Listening to certain pundits, one would think that Christmas was a besieged holiday and that its practitioners were forced to hide in caverns under the shopping malls lest they be cast into the arena to be devoured by liberal, ambiguously gendered lions.
Fox, as always, seems to be making a case for there being such a war. They rush to present evidence of this war and do not even let facts get in the way of their spirited defense. If evidence happens to be wanting, they seem to be willing to accept almost anyone’s word that, for example, a school has banned the use of green and red as part of an assault on Christmas. As I have argued before, professional journalists have an obligation to use at least some minimal effort to verify key facts in a story-even when the story nicely matches a specific ideological narrative.
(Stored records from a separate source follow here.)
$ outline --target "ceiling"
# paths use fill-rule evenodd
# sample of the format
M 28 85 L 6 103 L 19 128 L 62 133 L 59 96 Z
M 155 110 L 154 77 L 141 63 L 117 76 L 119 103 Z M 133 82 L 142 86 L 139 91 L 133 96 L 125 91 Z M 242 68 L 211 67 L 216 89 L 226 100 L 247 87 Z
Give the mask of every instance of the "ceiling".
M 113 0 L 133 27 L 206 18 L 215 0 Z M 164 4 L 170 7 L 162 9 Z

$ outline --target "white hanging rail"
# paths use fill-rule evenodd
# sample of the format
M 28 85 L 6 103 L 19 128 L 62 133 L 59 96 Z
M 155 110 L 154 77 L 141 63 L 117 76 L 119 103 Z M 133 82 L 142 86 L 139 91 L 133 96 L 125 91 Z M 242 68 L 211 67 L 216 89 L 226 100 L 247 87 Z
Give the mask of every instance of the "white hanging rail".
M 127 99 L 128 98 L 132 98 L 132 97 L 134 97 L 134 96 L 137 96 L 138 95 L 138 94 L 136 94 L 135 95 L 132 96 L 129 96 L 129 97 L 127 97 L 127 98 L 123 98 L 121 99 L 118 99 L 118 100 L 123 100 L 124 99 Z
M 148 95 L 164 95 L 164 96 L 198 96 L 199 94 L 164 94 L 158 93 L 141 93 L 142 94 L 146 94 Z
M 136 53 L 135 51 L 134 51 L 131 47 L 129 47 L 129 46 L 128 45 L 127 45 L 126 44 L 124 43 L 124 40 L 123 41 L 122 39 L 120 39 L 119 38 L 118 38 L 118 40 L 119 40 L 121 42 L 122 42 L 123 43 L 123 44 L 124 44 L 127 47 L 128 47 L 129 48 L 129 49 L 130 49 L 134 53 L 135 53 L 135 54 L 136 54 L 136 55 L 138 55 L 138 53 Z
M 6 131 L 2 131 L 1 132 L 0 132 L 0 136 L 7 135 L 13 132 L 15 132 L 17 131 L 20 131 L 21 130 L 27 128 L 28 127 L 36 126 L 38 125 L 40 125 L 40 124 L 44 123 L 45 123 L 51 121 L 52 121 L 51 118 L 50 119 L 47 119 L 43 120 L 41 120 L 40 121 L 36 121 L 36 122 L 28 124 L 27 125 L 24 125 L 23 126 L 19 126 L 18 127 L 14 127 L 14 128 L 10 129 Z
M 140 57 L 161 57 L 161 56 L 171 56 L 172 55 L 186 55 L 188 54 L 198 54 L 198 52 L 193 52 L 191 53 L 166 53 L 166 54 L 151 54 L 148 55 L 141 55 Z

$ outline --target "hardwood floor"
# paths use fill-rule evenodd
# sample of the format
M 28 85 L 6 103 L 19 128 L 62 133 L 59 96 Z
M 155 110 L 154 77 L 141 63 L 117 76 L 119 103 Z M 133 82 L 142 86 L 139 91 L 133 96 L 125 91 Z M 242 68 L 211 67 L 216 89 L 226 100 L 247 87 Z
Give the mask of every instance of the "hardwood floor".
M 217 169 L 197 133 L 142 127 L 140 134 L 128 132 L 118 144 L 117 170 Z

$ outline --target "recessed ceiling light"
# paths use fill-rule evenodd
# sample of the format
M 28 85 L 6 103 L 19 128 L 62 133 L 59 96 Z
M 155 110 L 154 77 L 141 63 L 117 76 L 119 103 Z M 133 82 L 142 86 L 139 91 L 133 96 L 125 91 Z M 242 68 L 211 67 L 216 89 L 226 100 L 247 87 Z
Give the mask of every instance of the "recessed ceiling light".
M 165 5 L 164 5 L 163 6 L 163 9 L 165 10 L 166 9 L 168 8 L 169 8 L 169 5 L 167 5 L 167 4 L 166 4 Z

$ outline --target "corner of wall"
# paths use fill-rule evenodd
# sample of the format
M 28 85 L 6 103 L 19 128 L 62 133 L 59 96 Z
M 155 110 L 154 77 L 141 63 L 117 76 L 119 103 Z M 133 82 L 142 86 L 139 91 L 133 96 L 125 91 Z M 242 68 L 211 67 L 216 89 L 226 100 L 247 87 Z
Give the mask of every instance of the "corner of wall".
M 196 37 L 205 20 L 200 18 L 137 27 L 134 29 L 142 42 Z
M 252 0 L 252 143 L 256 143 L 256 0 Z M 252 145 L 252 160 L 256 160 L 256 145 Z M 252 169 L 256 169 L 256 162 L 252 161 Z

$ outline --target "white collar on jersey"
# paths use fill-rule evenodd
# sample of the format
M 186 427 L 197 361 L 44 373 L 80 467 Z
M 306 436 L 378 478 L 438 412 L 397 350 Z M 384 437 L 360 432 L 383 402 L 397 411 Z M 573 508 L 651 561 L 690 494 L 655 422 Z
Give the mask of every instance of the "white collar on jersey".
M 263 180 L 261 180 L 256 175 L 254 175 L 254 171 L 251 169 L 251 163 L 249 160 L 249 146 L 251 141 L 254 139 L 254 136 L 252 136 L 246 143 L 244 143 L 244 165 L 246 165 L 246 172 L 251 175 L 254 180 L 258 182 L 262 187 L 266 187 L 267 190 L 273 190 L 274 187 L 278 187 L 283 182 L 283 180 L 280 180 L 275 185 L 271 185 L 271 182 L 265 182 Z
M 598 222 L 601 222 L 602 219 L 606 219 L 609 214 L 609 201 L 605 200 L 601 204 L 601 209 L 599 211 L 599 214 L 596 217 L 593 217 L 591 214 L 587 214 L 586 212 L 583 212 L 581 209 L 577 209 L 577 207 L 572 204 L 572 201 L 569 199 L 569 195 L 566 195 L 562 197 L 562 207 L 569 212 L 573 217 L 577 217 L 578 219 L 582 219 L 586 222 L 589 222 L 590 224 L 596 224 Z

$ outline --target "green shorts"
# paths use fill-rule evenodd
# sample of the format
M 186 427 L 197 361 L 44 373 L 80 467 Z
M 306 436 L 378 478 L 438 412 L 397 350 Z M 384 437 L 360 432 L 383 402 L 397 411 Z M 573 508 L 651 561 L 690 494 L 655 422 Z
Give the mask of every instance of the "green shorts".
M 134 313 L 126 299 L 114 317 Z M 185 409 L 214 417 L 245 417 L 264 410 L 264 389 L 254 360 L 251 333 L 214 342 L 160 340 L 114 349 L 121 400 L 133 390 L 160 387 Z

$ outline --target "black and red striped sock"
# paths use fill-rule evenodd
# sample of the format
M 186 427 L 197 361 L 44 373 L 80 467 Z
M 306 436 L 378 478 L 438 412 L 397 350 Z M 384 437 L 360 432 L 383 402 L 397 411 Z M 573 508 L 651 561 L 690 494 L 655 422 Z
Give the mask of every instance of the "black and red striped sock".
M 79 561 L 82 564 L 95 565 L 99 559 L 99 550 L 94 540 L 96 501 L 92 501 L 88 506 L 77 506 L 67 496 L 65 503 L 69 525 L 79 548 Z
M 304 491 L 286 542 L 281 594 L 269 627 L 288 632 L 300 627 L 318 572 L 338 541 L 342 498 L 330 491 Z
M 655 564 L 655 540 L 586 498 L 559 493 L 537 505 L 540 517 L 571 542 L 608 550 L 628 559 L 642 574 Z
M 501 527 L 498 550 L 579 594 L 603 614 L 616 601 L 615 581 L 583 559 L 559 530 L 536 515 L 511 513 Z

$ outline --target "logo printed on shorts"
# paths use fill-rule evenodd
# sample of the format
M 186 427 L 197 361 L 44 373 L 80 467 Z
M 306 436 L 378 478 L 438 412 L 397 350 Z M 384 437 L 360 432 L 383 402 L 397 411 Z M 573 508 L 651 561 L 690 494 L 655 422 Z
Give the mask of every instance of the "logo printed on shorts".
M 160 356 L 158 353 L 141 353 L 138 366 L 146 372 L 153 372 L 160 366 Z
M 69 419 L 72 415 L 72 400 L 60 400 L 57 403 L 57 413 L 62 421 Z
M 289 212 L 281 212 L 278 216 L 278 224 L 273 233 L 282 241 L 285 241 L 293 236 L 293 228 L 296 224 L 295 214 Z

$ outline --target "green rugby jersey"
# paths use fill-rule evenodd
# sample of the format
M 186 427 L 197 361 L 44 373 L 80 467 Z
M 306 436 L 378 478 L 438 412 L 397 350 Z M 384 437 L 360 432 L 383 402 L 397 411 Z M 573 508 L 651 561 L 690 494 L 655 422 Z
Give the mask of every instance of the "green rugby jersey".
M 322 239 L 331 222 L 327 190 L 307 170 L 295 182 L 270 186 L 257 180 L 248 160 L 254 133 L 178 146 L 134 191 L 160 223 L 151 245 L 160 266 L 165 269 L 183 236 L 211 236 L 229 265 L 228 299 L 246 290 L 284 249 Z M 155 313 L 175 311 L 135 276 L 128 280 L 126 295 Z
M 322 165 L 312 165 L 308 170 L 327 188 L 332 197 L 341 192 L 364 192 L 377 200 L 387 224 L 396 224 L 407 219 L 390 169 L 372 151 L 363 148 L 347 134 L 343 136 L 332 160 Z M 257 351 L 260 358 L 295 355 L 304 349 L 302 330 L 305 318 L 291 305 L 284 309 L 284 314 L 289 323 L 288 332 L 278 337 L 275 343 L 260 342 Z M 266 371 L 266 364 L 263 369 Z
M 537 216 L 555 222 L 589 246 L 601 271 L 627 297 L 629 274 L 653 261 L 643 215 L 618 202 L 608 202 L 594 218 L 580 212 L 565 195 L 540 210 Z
Naturally, I do understand that journalists are busy folks and that mistakes are always possible. Heck, people point out my mistakes each time I make one (and even when I don’t). I also get that when someone feels really strongly about a matter, they tend to accept claims that fit their feelings even when the claims are not properly supported. I fall into this myself from time to time, even though I know better. However, none of this changes the fact that a professional journalist should always exert at least a minimal amount of effort to at least attempt to verify key facts. Especially when doing so is as easy as making a quick phone call.
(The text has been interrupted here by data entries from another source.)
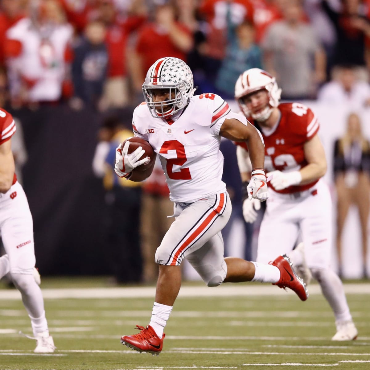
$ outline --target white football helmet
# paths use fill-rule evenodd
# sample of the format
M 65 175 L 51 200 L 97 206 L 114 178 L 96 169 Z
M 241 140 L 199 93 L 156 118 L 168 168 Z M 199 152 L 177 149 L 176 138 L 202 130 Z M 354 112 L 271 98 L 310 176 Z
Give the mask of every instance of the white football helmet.
M 269 94 L 269 104 L 262 111 L 253 114 L 246 107 L 241 98 L 259 90 L 266 90 Z M 235 99 L 244 114 L 256 121 L 266 121 L 275 107 L 279 105 L 281 89 L 275 77 L 259 68 L 251 68 L 243 72 L 235 84 Z
M 168 89 L 169 98 L 160 102 L 153 102 L 153 90 Z M 153 117 L 165 118 L 183 109 L 189 104 L 195 91 L 193 73 L 189 66 L 177 58 L 162 58 L 149 68 L 142 85 L 143 93 Z M 175 98 L 171 99 L 174 91 Z M 171 106 L 169 109 L 167 108 Z

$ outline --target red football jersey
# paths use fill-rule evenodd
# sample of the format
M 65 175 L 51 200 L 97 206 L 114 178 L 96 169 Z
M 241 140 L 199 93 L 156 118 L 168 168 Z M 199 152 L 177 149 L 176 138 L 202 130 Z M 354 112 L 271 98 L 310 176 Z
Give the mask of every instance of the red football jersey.
M 317 132 L 319 121 L 312 111 L 299 103 L 283 103 L 278 108 L 281 113 L 280 121 L 273 131 L 264 134 L 258 122 L 250 117 L 248 120 L 259 129 L 265 141 L 265 167 L 266 172 L 275 170 L 290 172 L 299 171 L 307 164 L 305 158 L 304 145 Z M 245 142 L 237 143 L 248 150 Z M 289 186 L 277 191 L 283 194 L 303 191 L 318 180 L 304 185 Z
M 3 109 L 0 109 L 0 145 L 9 140 L 16 132 L 16 124 L 11 115 Z M 17 181 L 14 174 L 13 184 Z

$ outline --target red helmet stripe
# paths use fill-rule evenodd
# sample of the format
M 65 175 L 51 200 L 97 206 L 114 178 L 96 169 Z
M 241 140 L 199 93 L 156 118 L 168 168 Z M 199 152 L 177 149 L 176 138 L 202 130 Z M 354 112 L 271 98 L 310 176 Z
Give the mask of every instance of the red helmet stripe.
M 160 60 L 157 65 L 155 66 L 155 68 L 154 68 L 154 73 L 153 74 L 154 75 L 152 77 L 152 78 L 153 78 L 153 82 L 157 82 L 157 80 L 158 79 L 158 71 L 159 71 L 159 68 L 162 65 L 162 63 L 165 60 L 165 59 L 162 59 L 162 60 Z
M 265 71 L 261 71 L 261 74 L 264 74 L 265 76 L 267 76 L 268 77 L 269 77 L 270 78 L 273 78 L 273 77 L 268 72 L 266 72 Z

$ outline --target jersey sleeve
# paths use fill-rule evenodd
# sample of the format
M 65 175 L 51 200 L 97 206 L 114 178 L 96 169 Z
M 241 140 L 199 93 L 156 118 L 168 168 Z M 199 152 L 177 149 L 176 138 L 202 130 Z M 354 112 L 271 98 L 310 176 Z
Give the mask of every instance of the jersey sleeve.
M 0 109 L 0 145 L 10 138 L 16 129 L 11 115 L 3 109 Z
M 144 129 L 141 127 L 141 122 L 142 121 L 142 119 L 140 119 L 140 113 L 142 112 L 142 106 L 145 105 L 145 102 L 142 103 L 135 108 L 132 115 L 132 131 L 135 136 L 141 138 L 147 141 L 149 141 L 148 134 L 145 133 Z
M 205 98 L 208 98 L 210 102 L 212 102 L 212 103 L 210 104 L 211 106 L 210 108 L 212 110 L 212 117 L 210 126 L 211 134 L 214 135 L 219 135 L 221 126 L 227 118 L 228 115 L 231 112 L 231 110 L 227 102 L 218 95 L 202 94 L 200 95 L 200 98 L 203 98 L 202 97 L 203 96 L 205 97 Z M 213 96 L 214 97 L 212 99 L 212 97 L 208 98 L 208 96 Z

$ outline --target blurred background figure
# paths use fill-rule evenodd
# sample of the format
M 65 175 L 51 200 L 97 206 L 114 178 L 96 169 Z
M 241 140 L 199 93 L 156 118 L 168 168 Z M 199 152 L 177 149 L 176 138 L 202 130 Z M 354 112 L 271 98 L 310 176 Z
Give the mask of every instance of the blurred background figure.
M 203 46 L 205 81 L 203 81 L 199 93 L 212 92 L 215 91 L 217 75 L 229 46 L 228 22 L 234 27 L 245 21 L 254 24 L 254 9 L 249 0 L 202 0 L 198 13 L 206 23 L 205 43 Z M 196 83 L 196 78 L 194 83 Z M 230 84 L 232 83 L 231 81 Z
M 335 3 L 333 6 L 332 1 L 323 0 L 322 9 L 332 22 L 336 36 L 332 65 L 351 65 L 368 69 L 370 66 L 370 21 L 366 2 L 342 0 L 338 8 Z
M 98 133 L 98 142 L 93 160 L 94 173 L 98 177 L 104 176 L 106 209 L 102 232 L 106 256 L 113 274 L 111 282 L 115 285 L 142 280 L 141 184 L 120 178 L 114 171 L 116 148 L 134 136 L 128 126 L 120 115 L 107 117 Z M 117 226 L 117 221 L 119 227 Z
M 81 109 L 85 104 L 100 108 L 108 68 L 105 43 L 106 30 L 100 21 L 87 24 L 84 36 L 74 48 L 72 75 L 74 87 L 71 106 Z
M 57 0 L 32 0 L 29 15 L 9 28 L 5 58 L 12 102 L 55 103 L 69 78 L 73 30 Z
M 332 81 L 319 91 L 317 101 L 325 104 L 347 105 L 353 110 L 370 105 L 370 84 L 360 78 L 356 67 L 338 66 L 333 70 Z
M 250 68 L 262 67 L 262 53 L 255 43 L 253 24 L 244 21 L 235 26 L 231 23 L 229 16 L 228 13 L 228 44 L 215 83 L 219 95 L 227 99 L 234 97 L 232 81 L 236 81 L 241 73 Z
M 192 47 L 191 32 L 176 19 L 175 7 L 170 3 L 155 6 L 152 18 L 141 27 L 130 50 L 130 71 L 138 102 L 142 101 L 142 81 L 151 65 L 168 56 L 186 61 Z
M 336 243 L 341 272 L 342 237 L 350 206 L 357 209 L 362 242 L 364 277 L 366 270 L 367 224 L 370 207 L 370 143 L 363 135 L 359 116 L 349 116 L 347 131 L 334 144 L 334 172 L 337 191 Z
M 326 78 L 325 53 L 305 20 L 300 0 L 286 0 L 281 13 L 282 19 L 269 27 L 262 42 L 265 68 L 276 77 L 282 99 L 314 98 Z
M 127 55 L 129 39 L 147 19 L 148 10 L 143 0 L 132 1 L 130 9 L 118 11 L 113 0 L 98 0 L 99 19 L 106 29 L 108 56 L 107 78 L 102 99 L 104 109 L 122 108 L 131 101 Z
M 0 1 L 0 68 L 4 65 L 4 47 L 6 31 L 23 17 L 24 14 L 23 10 L 21 0 Z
But, some might say, while Fox does something overdo things in is zealous defense of all that is holy, there is a clear war on Christmas. After all, there is the push for people to say “happy holidays”, manger scenes are often banned from government buildings, and students get winter breaks now rather than Christmas breaks.
It is true that people say such things. It is true that manger scenes are generally not allowed in government buildings. It is also true that I am now on winter break rather than Christmas break. However, it is not clear that these things are assaults in part of a war on Christmas.
In regards to “happy holidays”, this is actually a holiday season. My Jewish friends do not cry that there is a war on Hanukkah when people say “happy holidays” or “merry Christmas.” And, of course, there is also Three King’s Day and New Year’s Day in this season of holidays. As such, the use of “holidays” does not seem to be anti-Christmas but rather an inclusive term that encompasses the various holidays. This seems consistent with the Christmas ideal of peace on earth and goodwill towards all. Using this term hardly seems to be a war like act.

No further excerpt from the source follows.